• frank
    15.8k
    So we can't rely on Russian mission statements. It's hard to tell what they're trying to accomplish from observing them. I don't think it's supposed to be this complicated.
  • RogueAI
    2.8k
    Let's make some predictions, Baden. I predict in a month's time Russia will be just as stymied as they are now and will control no Ukrainian cities, as befitting the military disaster the Russians are experiencing. If you think everything is going so swimmingly, Where do you predict the Russians will be in a month's time?
  • Baden
    16.3k


    There is information out there if you dig but, yes, it's not easy to know their intentions; what they say means almost nothing because they're happy to lie to misdirect. My hope is that China is putting some pressure on them to gradually deescalate and they might accept some kind of autonomy deal on the Donbass that stops short of full independence. Europe might also put some background pressure on Zelensky to concede he's more or less lost that region to Russian puppet control.
  • Olivier5
    6.2k
    the first two of these scenarios are disastrous for Ukraine and the third only a win if the Russians make significant compromises. So, your outlook appears no more optimistic than mine.Baden

    I'm not trying to be optimistic, i'm trying to keep my analysis fact-based. The Russians have evidently failed in their objectives so far, with the forces and weapons they have engaged. If they now start to lose ground, they might try other weapons. We'll see.
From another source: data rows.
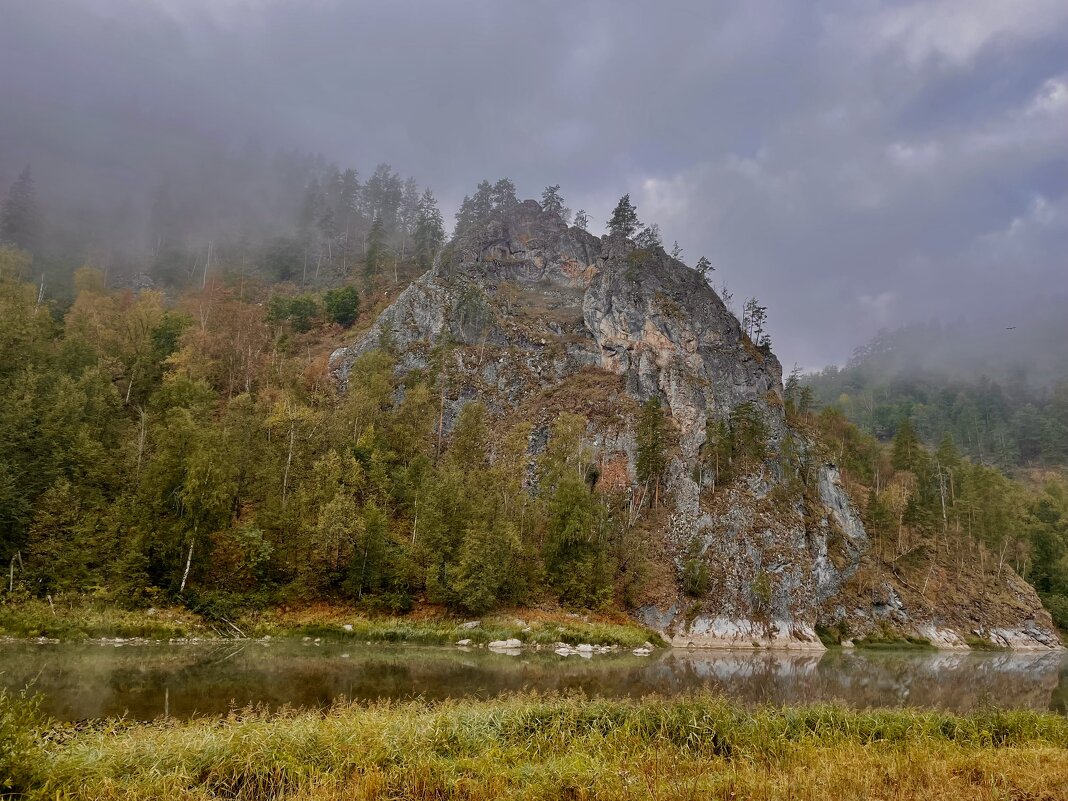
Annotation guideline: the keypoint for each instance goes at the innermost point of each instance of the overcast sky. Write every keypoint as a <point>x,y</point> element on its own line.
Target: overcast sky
<point>854,165</point>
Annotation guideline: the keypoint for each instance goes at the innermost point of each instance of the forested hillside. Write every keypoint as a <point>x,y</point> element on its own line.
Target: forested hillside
<point>284,218</point>
<point>194,448</point>
<point>959,432</point>
<point>1001,392</point>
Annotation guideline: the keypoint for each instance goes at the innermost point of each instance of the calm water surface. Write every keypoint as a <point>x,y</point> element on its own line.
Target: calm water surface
<point>147,680</point>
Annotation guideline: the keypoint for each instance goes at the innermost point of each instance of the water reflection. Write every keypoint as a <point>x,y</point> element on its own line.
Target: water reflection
<point>92,680</point>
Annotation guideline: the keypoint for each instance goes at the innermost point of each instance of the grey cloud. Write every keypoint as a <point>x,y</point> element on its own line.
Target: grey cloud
<point>852,165</point>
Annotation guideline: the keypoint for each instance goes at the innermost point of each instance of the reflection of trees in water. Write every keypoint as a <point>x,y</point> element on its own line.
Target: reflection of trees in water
<point>93,680</point>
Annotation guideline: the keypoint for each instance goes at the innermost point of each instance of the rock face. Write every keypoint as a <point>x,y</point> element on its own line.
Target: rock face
<point>544,318</point>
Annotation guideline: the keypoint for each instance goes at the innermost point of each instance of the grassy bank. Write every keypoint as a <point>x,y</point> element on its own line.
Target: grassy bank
<point>87,621</point>
<point>551,748</point>
<point>33,618</point>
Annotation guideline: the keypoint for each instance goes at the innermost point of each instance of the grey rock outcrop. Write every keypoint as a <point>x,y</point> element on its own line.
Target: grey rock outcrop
<point>538,313</point>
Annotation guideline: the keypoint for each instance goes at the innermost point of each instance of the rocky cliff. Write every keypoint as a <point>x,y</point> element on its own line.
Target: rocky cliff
<point>542,317</point>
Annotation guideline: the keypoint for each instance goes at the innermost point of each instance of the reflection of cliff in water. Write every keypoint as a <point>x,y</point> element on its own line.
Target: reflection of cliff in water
<point>959,681</point>
<point>91,680</point>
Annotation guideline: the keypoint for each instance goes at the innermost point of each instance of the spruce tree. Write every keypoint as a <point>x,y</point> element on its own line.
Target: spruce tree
<point>429,230</point>
<point>624,218</point>
<point>376,248</point>
<point>551,202</point>
<point>652,460</point>
<point>18,218</point>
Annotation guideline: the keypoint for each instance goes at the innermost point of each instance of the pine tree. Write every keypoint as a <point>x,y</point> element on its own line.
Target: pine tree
<point>624,218</point>
<point>652,460</point>
<point>482,202</point>
<point>649,237</point>
<point>503,195</point>
<point>551,202</point>
<point>429,230</point>
<point>376,248</point>
<point>907,449</point>
<point>18,218</point>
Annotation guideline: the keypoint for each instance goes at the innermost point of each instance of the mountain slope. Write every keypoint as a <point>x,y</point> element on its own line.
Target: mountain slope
<point>758,540</point>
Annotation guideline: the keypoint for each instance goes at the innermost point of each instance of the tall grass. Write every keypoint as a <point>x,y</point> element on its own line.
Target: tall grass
<point>443,631</point>
<point>535,747</point>
<point>93,619</point>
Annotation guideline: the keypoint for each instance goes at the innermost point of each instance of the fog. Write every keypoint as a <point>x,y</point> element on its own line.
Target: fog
<point>853,166</point>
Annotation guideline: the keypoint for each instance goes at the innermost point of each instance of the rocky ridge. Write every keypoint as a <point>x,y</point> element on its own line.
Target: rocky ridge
<point>542,317</point>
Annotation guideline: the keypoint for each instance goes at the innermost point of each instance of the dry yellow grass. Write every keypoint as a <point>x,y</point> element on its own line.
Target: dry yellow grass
<point>553,748</point>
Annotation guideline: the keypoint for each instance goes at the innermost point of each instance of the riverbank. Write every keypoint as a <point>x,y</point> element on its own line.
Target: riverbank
<point>540,748</point>
<point>33,619</point>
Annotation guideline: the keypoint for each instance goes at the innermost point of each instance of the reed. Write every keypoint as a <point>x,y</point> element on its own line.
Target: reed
<point>532,747</point>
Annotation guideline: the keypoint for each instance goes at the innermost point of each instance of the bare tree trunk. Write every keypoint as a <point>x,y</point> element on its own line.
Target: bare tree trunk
<point>288,461</point>
<point>140,438</point>
<point>189,562</point>
<point>441,421</point>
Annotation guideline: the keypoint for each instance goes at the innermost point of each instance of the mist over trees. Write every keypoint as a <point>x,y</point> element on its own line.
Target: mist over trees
<point>282,217</point>
<point>1001,391</point>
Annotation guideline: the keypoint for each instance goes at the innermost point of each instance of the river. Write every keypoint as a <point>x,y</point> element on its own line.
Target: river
<point>145,680</point>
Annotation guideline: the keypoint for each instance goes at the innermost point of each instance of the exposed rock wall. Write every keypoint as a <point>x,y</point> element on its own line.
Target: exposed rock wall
<point>533,307</point>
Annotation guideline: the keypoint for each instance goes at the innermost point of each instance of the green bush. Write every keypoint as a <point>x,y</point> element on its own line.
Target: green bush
<point>343,305</point>
<point>20,754</point>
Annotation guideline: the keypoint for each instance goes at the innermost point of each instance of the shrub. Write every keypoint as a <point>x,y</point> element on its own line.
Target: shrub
<point>343,305</point>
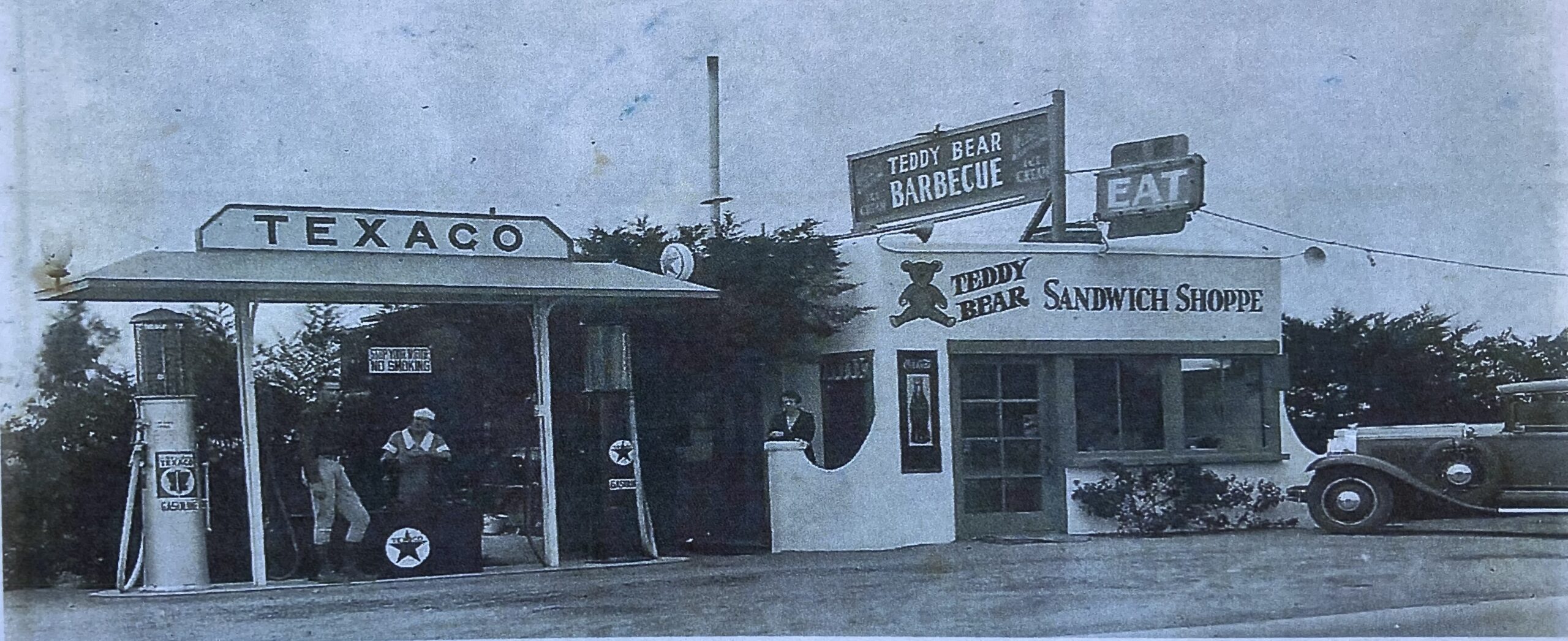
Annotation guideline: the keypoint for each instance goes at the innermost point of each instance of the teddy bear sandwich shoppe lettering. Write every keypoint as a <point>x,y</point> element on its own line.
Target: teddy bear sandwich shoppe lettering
<point>1004,286</point>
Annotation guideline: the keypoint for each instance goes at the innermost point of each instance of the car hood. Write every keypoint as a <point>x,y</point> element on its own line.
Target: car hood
<point>1429,431</point>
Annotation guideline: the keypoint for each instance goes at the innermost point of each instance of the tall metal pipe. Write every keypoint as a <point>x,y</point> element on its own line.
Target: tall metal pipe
<point>1059,167</point>
<point>712,137</point>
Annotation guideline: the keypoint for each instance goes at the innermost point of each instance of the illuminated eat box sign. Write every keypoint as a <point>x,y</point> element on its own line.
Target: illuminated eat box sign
<point>984,164</point>
<point>382,231</point>
<point>399,361</point>
<point>1148,189</point>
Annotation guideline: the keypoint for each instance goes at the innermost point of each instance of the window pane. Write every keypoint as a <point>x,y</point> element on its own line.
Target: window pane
<point>1095,397</point>
<point>982,457</point>
<point>1142,409</point>
<point>1020,419</point>
<point>979,419</point>
<point>1023,496</point>
<point>982,496</point>
<point>978,381</point>
<point>1021,455</point>
<point>1224,403</point>
<point>1020,381</point>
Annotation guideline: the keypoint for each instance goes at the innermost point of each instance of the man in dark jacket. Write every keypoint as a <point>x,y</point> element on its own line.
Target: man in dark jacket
<point>323,444</point>
<point>794,422</point>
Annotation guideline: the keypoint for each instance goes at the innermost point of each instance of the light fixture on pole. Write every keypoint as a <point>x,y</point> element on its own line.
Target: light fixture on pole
<point>1314,256</point>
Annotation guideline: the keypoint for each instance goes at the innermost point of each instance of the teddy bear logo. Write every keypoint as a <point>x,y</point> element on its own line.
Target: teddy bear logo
<point>922,300</point>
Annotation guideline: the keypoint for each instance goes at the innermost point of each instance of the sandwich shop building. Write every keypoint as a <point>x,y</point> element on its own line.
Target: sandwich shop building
<point>989,378</point>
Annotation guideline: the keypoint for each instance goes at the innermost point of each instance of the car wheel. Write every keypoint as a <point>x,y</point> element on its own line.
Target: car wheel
<point>1465,469</point>
<point>1351,502</point>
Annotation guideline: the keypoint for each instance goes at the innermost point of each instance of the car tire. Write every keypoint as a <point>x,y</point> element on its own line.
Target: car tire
<point>1351,502</point>
<point>1482,465</point>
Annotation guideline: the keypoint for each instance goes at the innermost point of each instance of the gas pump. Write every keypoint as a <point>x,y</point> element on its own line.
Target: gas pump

    Conscription would only help after a while because you have to equip and train this new cannon fodder first.
  • Baden
    16.3k


    How I see it playing out is as above: Russian puppet control of Donbass and Ukraine accepting neutral status. The question is how long it takes. As far as I'm concerned, the sooner the better but that is the difficult one to judge.
  • frank
    15.8k
    My hope is that China is putting some pressure on them to gradually deescalateBaden

    I think they're going in the opposite direction. They're reaching out to countries who might want to create an anti-NATO alliance. This is how it becomes a global conflict. If you want to see the citation on that I'll look for it.

    Europe might also put some background pressure on Zelensky to concede he's more or less lost that region to Russian puppet control.Baden

    I think Biden is actually leading the team right now and he wants to bruise Putin.

    I would also love to see this end quickly, but the stars are saying it's going to continue and it has the potential to spread. This is partly about prying American fingers off global control.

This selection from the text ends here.